Filmin adı ‘Within the Whirlwind’; serbest çeviriyle ‘fırtınalı günler’ diye Türkçeleştirebiliriz 2009 yapımı filmin adını.

Global ekonomik krize denk geldiği için filmin dağıtım sorunları yaşaması ve hak ettiği ilgiyi görmemesi yüzünden yapım yılı önemli.

Eugenia Ginsburg ve eşi..

Senaryo Eugenia Ginzburg adlı Kazan Üniversitesi’nde Rus edebiyatı profesörü bir kadının anılarına dayanıyor. Kadın ve eşi Komünist Partisi üyesidirler. Derslerinde, ders dışı etkinliklerde ve makalelerinde hep parti çizgisini savunur genç kadın. Stalincidir.

Yıl 1934’tür ve birden Stalin‘in ‘Troçki yanlıları’ ile hesaplaşma dönemi başlar Sovyetler Birliği’nde. Önce üniversiteden yakın bir arkadaşları haksız yere suçlanarak idam mangası önüne gönderilir. Sonra sınıfından bazı öğrenciler. Eşi “Sıra sana gelecek, en iyisi Stalin-karşıtı diye birilerini sen ihbar et” aklını verir, ama kadın buna yanaşmaz.

Sorguya çekenlere karşı da suçsuz olduğu konusunda direnir kadın.

Kurulan olağanüstü mahkemenin başındaki kişi ona takmıştır; devletin tasfiye edilecekleri belirleyen ve itirazları inceleyen kurumunun başındaki adam Eugenia’yı görevine iade eden kağıdı imzaladığı halde, o kişinin adama baskısıyla derslerine son verilir.

Önüne çıktığı mahkemenin üyeleri beş dakika üzerinde düşündükten sonra beş dakikada özetledikleri içeriği bulunmayan bir suçlamayı kendisine yöneltirler.
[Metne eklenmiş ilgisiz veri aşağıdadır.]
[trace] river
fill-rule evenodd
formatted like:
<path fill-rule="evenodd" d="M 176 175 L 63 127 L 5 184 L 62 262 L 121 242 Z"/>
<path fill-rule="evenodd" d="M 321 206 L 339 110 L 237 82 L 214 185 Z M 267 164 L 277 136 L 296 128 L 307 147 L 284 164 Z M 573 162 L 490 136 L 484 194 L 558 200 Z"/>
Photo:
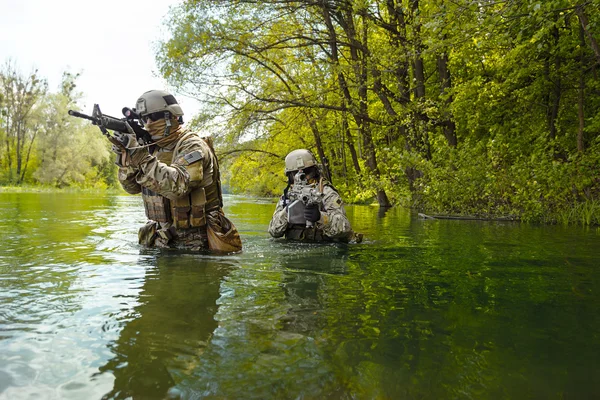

Neyse ki, Eugenia’yı idam etmezler; idam yerine 10 yıl kalacağı Sibirya’ya sürgüne gönderirler.

Partiye sıkı sıkıya bağlı ve o sebeple karısını bile dışlayan eşi ile kendisine takıntılı adam dahil başına gelenlerden sorumlu hemen herkes sonradan ya idam mangası önüne çıkarılacak, ya da Sibirya’ya yollanacaktır.

İki küçük çocuğundan biri de açlıktan ölecektir.

Süreç ilk bir arkadaşlarıyla başlamış, sonra girdap herkesi içerisine çekmiştir.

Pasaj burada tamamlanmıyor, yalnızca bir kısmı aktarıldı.